Todos los ciudadanos notables de Buenos Aires se presentaron
ante el general López. El pueblo había adornado la casa del ministro con
guirnaldas de flores, y una delegación de las damas más distinguidas de
la ciudad le ofrecieron ramos de flores. Los negociadores extranjeros
establecidos en la ciudad cubrieron con sus firmas dos fastuosos
álbumes que fueron dedicados al pacificador de los estados de la Plata.
Jamás un entusiasmo parecido acogió servicios tan eminentes.
Al final del Memorándum, dirigido por Su Excelencia, el general
Don Francisco Solano López, al ministro de Relaciones Exteriores del
Paraguay, y que precede a la publicación de las piezas oficiales, vemos
relatado un hecho lamentable.
En el momento en que el general salía del puerto de Buenos Aires,
acompañado de una delegación oficial y saludado por las aclamaciones
del gentío, el buque paraguayo que portaba el pabellón parlamentario
fue atacado y forzado a retornar a su fondeadero.

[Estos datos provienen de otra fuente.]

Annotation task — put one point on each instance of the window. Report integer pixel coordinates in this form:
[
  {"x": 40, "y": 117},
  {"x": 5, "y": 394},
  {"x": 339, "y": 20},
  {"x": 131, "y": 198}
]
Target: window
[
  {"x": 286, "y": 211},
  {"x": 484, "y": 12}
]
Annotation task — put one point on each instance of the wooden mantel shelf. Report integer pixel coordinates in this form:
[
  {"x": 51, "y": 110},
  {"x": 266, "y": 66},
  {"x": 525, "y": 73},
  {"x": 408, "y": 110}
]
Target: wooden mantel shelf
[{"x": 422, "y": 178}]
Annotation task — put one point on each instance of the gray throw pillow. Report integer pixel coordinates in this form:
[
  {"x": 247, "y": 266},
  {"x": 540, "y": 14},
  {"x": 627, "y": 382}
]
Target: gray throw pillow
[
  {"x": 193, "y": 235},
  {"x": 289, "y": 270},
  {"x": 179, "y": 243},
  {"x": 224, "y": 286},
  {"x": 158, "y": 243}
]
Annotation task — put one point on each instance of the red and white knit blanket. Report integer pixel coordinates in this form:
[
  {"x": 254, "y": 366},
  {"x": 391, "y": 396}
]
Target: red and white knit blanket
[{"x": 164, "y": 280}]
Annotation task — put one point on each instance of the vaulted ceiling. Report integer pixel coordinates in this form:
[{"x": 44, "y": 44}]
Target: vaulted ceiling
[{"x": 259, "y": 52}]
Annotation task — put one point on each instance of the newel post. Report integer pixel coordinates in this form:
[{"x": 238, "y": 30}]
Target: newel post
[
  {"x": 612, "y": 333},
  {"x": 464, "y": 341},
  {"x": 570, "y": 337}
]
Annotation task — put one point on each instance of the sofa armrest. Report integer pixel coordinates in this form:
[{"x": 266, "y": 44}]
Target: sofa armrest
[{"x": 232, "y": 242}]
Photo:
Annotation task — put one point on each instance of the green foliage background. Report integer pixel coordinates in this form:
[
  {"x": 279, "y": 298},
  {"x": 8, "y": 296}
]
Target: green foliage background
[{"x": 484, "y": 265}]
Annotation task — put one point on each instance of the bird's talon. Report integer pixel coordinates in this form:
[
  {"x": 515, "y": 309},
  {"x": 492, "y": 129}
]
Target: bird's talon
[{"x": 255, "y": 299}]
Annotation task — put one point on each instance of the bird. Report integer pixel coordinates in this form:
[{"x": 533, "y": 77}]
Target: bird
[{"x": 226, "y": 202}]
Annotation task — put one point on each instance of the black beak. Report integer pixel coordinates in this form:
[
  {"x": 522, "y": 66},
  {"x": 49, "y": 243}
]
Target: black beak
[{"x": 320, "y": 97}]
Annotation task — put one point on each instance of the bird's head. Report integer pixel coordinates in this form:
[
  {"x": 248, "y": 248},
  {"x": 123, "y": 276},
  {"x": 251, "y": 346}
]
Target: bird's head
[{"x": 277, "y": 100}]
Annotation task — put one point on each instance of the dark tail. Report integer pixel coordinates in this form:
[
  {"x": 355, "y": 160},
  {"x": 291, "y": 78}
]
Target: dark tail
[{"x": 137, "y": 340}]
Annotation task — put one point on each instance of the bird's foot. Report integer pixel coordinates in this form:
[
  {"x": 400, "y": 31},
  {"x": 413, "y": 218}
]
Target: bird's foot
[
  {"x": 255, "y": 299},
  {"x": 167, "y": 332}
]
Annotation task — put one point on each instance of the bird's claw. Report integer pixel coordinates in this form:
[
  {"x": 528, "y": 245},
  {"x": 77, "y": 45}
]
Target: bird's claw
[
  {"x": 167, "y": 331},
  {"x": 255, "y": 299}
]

El ministro
plenipotenciario debió renunciar a volver al Paraguay por el Río de la
Plata y tomar la vía terrestre.
Los navíos que se declararon culpables de este acto inaudito
pertenecen a una de las naciones que se declaran abiertamente
protectoras del derecho de gentes, tan manifiestamente ultrajado por
esta agresión: a Inglaterra.
No podemos abordar la discusión de estos hechos en este trabajo,
únicamente consagrado a la historia de la mediación paraguaya en los
estados de la Confederación Argentina. Preguntaremos solamente cuál
es la nación que mostró en esta ocasión el mayor respeto al derecho de
gentes, por aquella que acababa de asegurar la paz y la unión de los
pueblos de la Plata, o por aquella que dirigía un ataque contra un navío
portador de un ministro plenipotenciario.
A. Laplace,
Cónsul General de la República del Paraguay.